Consider that in order for the spell to do anything at all, the target first has to fail a con save. If they succeed, welp, guess you just spent a turn and you’re 6th level spell slot on nothing! Should they fail, they become restrained. This is fine, but seeing as Hold Person and Hold Monster both are lower level AND paralyze the target (making melee attacks crit and crucially incapacitating them), there isn’t any reason to cast Flesh to Stone for just a restrain condition.
The question then passes to will the petrification actually occur, and how good is petrifying a creature? To answer clearly: no, and bad. At minimum, you need three rounds to transform a creature to stone or alternatively end the restraint. At maximum, the restraint lasts for five rounds before either the target is petrified or freed. Five rounds is a gigantic amount of time, all during which the affected creature can still be taking actions as they like. Sure, they’re restrained, but paralysis or banishment prevent any kind of action, and do so IMMEDIATELY. For the petrification to deny the actions, you have to get crazy lucky in an encounter lasting at least five rounds.
All of this is contingent on you maintaining concentration on the spell. This decision baffles me; the spell already requires a creature fail FOUR saving throws for a petrification effect, yet still can end from a stray arrow and a bad concentration save.
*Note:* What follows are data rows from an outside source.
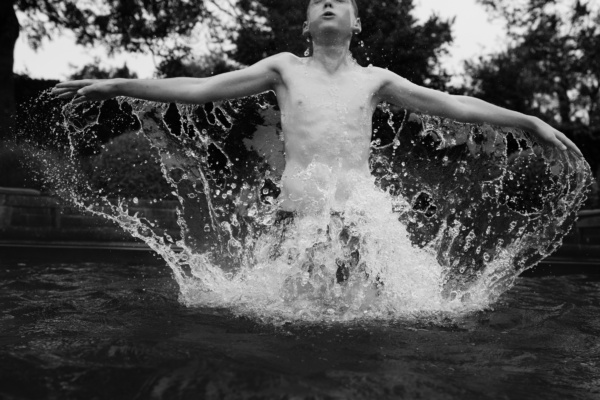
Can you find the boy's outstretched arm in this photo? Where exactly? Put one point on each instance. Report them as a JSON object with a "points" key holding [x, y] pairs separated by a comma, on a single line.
{"points": [[258, 78], [403, 93]]}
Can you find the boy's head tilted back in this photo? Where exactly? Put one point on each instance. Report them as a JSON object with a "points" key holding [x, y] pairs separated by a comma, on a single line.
{"points": [[331, 18]]}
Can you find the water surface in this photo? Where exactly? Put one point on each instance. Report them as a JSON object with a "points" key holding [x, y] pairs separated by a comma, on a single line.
{"points": [[72, 328]]}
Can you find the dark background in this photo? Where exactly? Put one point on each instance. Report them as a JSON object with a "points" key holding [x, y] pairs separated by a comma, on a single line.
{"points": [[549, 67]]}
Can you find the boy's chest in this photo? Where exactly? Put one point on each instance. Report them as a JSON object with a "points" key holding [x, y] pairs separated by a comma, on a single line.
{"points": [[348, 94]]}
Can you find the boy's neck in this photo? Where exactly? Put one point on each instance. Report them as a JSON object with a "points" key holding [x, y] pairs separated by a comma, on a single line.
{"points": [[332, 56]]}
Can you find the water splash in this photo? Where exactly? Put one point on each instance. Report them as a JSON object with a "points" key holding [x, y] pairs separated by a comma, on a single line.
{"points": [[450, 217]]}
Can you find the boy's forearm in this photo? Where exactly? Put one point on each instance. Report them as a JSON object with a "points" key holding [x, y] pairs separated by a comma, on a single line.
{"points": [[479, 111], [179, 90]]}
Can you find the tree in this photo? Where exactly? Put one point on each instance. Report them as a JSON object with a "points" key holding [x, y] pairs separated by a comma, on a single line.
{"points": [[391, 37], [119, 25], [550, 68]]}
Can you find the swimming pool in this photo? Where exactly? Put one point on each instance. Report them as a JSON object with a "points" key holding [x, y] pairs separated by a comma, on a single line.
{"points": [[75, 327]]}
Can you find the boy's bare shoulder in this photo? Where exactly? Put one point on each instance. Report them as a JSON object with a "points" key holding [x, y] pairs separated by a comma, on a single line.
{"points": [[283, 59]]}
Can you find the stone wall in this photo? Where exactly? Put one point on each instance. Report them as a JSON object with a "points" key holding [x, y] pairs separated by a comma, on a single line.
{"points": [[27, 215]]}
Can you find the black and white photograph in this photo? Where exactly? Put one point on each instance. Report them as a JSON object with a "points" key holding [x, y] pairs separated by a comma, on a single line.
{"points": [[300, 199]]}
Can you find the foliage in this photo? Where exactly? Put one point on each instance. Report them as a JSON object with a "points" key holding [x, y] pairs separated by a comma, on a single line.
{"points": [[550, 68], [391, 37], [95, 71], [15, 170], [127, 166], [120, 25]]}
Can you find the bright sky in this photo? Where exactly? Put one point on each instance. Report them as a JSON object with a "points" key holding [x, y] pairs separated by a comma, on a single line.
{"points": [[474, 35]]}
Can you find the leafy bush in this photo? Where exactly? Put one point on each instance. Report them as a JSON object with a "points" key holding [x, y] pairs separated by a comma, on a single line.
{"points": [[127, 166], [15, 168]]}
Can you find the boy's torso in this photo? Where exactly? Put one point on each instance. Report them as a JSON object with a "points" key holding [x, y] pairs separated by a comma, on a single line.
{"points": [[327, 124]]}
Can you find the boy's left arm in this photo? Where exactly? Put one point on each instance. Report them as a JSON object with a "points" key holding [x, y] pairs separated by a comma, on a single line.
{"points": [[403, 93]]}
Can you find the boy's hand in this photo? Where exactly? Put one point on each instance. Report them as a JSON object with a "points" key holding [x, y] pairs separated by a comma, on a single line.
{"points": [[550, 136], [85, 90]]}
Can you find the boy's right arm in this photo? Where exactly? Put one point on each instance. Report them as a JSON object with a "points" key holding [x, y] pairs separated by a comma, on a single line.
{"points": [[260, 77]]}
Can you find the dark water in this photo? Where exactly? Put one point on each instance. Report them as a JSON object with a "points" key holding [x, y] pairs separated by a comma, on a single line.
{"points": [[113, 329]]}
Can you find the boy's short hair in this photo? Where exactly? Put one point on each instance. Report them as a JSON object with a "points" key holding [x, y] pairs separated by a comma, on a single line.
{"points": [[354, 4]]}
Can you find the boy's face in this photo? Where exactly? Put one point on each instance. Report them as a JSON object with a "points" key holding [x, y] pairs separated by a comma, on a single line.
{"points": [[331, 15]]}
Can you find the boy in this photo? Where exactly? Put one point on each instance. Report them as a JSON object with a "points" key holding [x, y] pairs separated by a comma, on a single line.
{"points": [[326, 103]]}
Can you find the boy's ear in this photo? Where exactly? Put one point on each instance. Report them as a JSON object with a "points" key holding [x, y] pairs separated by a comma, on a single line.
{"points": [[357, 27], [305, 31]]}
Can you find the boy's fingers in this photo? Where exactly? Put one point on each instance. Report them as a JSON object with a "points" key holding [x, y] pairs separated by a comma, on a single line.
{"points": [[71, 84], [57, 92], [79, 100], [67, 95]]}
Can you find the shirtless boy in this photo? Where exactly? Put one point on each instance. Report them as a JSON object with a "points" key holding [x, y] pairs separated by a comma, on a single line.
{"points": [[327, 101]]}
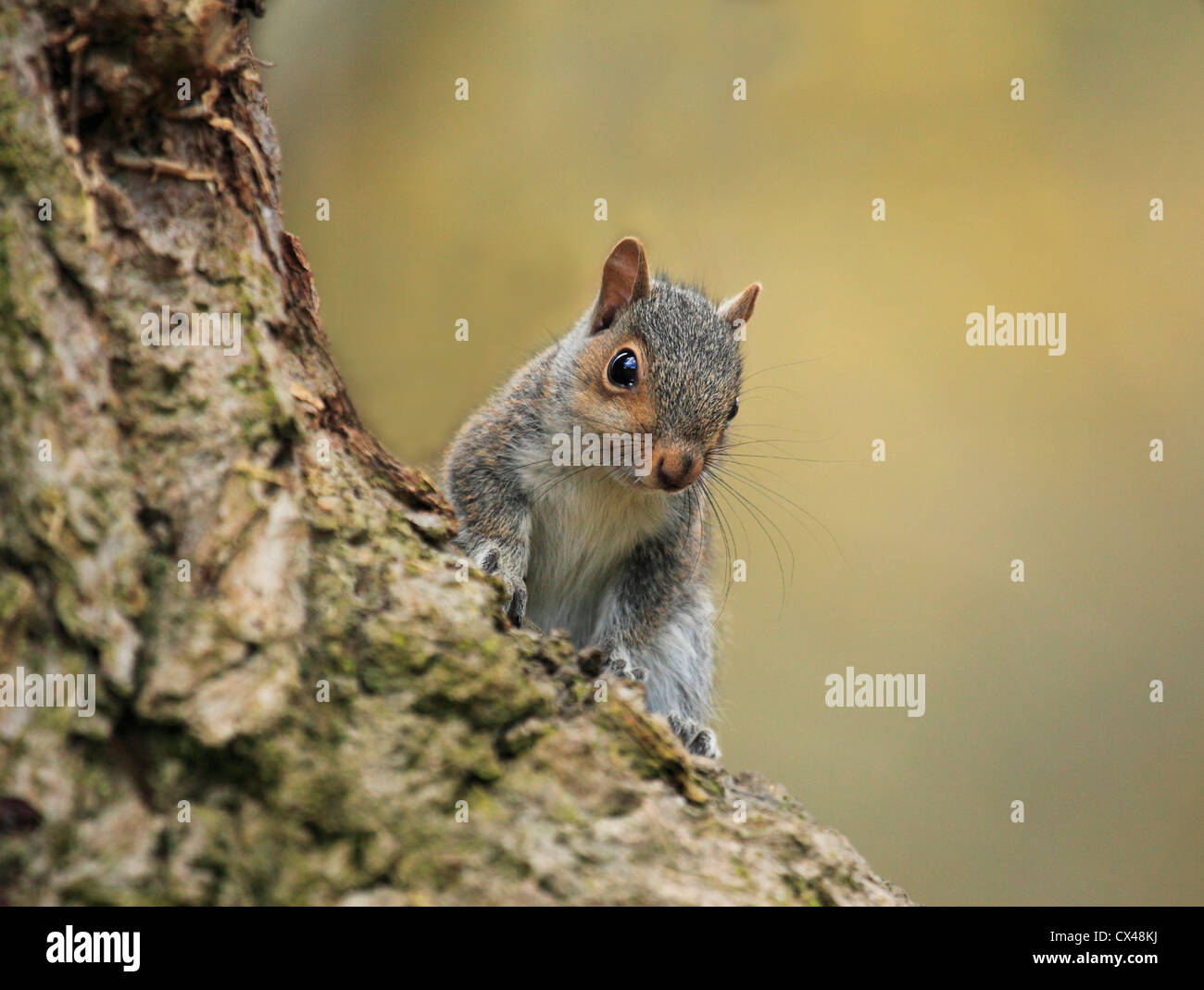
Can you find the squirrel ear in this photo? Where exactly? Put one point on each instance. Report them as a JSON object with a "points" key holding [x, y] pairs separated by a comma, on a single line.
{"points": [[624, 281], [739, 306]]}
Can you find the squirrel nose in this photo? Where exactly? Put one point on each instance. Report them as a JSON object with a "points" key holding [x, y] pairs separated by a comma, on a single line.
{"points": [[677, 469]]}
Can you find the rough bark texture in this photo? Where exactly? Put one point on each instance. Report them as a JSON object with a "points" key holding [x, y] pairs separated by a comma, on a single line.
{"points": [[304, 568]]}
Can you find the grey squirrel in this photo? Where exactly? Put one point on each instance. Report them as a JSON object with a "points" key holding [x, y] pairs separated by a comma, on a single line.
{"points": [[612, 549]]}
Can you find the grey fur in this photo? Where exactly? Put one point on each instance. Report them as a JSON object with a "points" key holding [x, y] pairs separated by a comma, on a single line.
{"points": [[617, 565]]}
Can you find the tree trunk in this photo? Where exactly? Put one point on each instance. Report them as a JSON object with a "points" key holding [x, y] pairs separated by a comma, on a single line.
{"points": [[280, 633]]}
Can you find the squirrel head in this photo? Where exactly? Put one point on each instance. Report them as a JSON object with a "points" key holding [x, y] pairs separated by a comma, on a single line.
{"points": [[658, 360]]}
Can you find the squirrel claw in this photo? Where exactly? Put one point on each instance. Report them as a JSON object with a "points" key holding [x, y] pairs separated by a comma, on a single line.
{"points": [[619, 664], [517, 609], [698, 740]]}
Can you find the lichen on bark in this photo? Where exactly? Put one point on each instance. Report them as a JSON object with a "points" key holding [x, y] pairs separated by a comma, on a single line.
{"points": [[313, 557]]}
Against players I’m all for all the hoops needed to jump through before petrification occurs. It's basically as close to dead as a character can get without being technically dead, so having lots of time and ways to interact with the magic is important. If you’re a player, this spell is bad. There are dozens more effective spells for equal or lower level, which is a shame, because petrification is pretty rad.